Pits in the news and info on Breed Specific Legislation.

Postby cheekymunkee » August 14th, 2008, 11:47 pm

Please send your polite and respectful opposition to breed specific legislation to the Homerville city officials via the city clerk (contact info listed below).

City Clerk
City of Homerville
P. O. Box 535
Homerville, Georgia 31634
Phone: (912) 487-2375
FAX: (912) 487-3111.





Homerville considers Pit-bull ban

Posted: Aug 14, 2008 03:52 PM CDT

Updated: Aug 14, 2008 05:36 PM CDT

By Alicia Eakin - bio | email

August 14, 2008

Homerville, GA (WALB) - One South Georgia City is considering an ordinance that would ban pit bulls from city limits.

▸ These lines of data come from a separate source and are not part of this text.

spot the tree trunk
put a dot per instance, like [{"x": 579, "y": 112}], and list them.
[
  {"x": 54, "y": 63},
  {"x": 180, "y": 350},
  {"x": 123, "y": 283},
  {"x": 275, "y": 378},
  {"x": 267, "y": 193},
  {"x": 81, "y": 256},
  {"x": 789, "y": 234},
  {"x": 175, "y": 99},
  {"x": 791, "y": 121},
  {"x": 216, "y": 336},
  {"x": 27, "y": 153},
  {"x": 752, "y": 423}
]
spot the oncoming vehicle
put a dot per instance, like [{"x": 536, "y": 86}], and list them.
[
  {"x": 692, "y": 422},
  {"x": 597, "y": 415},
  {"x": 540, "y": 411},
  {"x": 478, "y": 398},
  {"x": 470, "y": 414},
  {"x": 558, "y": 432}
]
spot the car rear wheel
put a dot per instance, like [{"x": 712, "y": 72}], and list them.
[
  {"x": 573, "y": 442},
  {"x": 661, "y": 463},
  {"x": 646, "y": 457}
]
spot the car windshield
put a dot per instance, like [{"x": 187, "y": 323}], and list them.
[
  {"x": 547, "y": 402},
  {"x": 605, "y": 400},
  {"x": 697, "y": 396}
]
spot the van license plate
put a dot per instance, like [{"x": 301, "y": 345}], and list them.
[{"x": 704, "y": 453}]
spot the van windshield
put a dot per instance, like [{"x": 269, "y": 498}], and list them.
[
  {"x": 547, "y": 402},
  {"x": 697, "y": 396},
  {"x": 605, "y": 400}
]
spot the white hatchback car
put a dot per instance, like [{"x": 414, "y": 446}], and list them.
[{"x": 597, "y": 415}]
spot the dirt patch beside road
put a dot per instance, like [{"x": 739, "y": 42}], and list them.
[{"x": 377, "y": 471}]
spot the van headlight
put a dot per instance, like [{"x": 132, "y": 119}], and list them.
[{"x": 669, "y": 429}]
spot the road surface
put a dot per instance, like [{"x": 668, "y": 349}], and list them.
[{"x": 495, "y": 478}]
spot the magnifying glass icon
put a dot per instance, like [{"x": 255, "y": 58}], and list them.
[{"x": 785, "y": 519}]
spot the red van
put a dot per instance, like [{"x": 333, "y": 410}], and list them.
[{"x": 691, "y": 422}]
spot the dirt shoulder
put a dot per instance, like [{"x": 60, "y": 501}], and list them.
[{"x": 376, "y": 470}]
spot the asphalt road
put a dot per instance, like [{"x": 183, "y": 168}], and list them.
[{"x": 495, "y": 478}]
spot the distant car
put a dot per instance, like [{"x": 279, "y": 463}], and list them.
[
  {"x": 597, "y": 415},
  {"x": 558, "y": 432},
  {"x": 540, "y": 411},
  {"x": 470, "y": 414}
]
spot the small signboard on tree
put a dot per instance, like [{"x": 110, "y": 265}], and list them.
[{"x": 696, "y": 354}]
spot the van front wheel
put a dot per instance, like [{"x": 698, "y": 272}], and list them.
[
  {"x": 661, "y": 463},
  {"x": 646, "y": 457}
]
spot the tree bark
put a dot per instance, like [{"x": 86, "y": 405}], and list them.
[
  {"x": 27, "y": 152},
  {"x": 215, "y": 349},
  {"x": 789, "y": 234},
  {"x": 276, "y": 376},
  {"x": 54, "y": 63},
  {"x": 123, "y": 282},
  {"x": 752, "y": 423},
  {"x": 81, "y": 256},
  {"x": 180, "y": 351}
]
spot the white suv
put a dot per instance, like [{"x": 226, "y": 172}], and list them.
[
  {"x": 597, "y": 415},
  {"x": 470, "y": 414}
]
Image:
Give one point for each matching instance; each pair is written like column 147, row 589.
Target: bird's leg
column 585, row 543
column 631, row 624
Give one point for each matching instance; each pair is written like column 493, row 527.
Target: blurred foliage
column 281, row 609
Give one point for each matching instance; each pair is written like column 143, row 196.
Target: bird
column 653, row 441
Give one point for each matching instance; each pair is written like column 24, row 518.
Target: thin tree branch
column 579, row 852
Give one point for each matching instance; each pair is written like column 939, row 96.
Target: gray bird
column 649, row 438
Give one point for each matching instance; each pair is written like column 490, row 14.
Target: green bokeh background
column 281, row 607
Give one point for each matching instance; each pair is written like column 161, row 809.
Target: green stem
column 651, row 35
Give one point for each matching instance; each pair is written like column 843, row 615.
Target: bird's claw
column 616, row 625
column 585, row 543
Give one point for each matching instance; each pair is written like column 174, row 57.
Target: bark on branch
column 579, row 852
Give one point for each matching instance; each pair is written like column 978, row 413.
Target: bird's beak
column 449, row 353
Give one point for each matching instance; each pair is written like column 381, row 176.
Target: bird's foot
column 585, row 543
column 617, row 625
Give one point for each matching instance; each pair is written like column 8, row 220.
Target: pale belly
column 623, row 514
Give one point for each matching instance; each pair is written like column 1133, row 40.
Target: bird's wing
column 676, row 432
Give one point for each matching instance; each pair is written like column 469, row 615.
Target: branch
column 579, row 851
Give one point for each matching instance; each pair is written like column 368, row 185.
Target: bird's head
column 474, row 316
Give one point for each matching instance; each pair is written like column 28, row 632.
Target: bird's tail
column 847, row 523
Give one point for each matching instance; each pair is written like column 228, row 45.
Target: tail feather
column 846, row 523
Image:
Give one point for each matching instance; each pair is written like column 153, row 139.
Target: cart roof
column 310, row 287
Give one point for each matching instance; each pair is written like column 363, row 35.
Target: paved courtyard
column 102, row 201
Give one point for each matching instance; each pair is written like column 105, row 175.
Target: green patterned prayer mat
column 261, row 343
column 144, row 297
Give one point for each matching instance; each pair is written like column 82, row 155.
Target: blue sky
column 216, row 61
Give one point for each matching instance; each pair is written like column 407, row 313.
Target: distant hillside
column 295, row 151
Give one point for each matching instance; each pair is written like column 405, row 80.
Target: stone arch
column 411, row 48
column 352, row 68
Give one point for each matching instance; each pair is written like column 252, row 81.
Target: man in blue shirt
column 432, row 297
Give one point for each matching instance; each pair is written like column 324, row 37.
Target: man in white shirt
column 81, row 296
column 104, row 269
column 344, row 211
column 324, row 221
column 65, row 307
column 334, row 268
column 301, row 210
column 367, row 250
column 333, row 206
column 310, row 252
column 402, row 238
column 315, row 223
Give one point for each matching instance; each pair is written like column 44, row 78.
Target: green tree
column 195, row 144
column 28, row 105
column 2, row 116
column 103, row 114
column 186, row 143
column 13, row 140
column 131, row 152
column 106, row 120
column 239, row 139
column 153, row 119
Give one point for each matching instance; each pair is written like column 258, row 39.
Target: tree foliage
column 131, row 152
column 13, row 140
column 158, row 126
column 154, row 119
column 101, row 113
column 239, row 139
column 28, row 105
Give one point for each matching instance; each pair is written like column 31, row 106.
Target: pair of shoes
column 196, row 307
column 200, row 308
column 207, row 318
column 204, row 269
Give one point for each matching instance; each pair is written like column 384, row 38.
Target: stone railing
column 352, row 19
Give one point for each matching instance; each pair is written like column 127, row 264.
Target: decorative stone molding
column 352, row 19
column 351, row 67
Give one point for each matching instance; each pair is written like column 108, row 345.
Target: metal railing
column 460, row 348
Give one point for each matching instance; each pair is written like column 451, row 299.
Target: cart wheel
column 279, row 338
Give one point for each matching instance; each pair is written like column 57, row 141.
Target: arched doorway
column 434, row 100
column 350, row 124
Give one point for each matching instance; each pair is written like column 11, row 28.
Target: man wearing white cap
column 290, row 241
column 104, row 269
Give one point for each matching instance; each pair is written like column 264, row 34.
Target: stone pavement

The ban has been a hot topic in Homerville for about a month.

Mayor Carol Chambers wouldn't talk to us about why city leaders think the ban may be necessary. But pit-bull owners and animal experts were happy to weigh in.

Four year-old Gator and one year-old Sadie are the babies of the Lee family.

"They are definitely family. They stay inside. Well, they let themselves in and out like a family member does," says Homerville native Josh Lee.

And playmates to the family's young children.

"They are fun to play with and they are sweet. They've never bited or been mean," says 7 year-old Aloragail Deloach. Do they lick you a lot? "Oh yes!"

But an ordinance under consideration by the city of Homerville could ban the pit-bull breed and force Lee to give them up.

"I probably wouldn't get another dog to be honest with you because they are loyal to you.
They'll do whatever you want them to do," Lee says.

Lee believes the ban is misguided and should target irresponsible owners. "I just don't think people that abide by the law and keep them in fenced yards or on a leash in public if that's what the law calls for should be punished if we have done nothing wrong."

The Valdosta-Lowndes Humane Society does too. They say pit-bulls that attack usually come from bad homes.

"The owner's what makes the breed," says Kelly Affeldt of the Valdosta-Lowndes Humane Society.

And pit-bull attacks only represent a small number of bites but thanks to dog fighting, attract more media attention.

Rather than banning the breed, experts are asking that they re-evaluate their leash and anti-tethering laws.

"Anti-tethering laws would be a step in the right direction. Unfortunately, you put any dog on a chain for a long amount of time and abuse them, they will turn mean," Affeldt says.

The City Council will meet on August 21st.

Many dog owners, like Lee, will wait for a ruling and hope they won't have to give up their family and friends.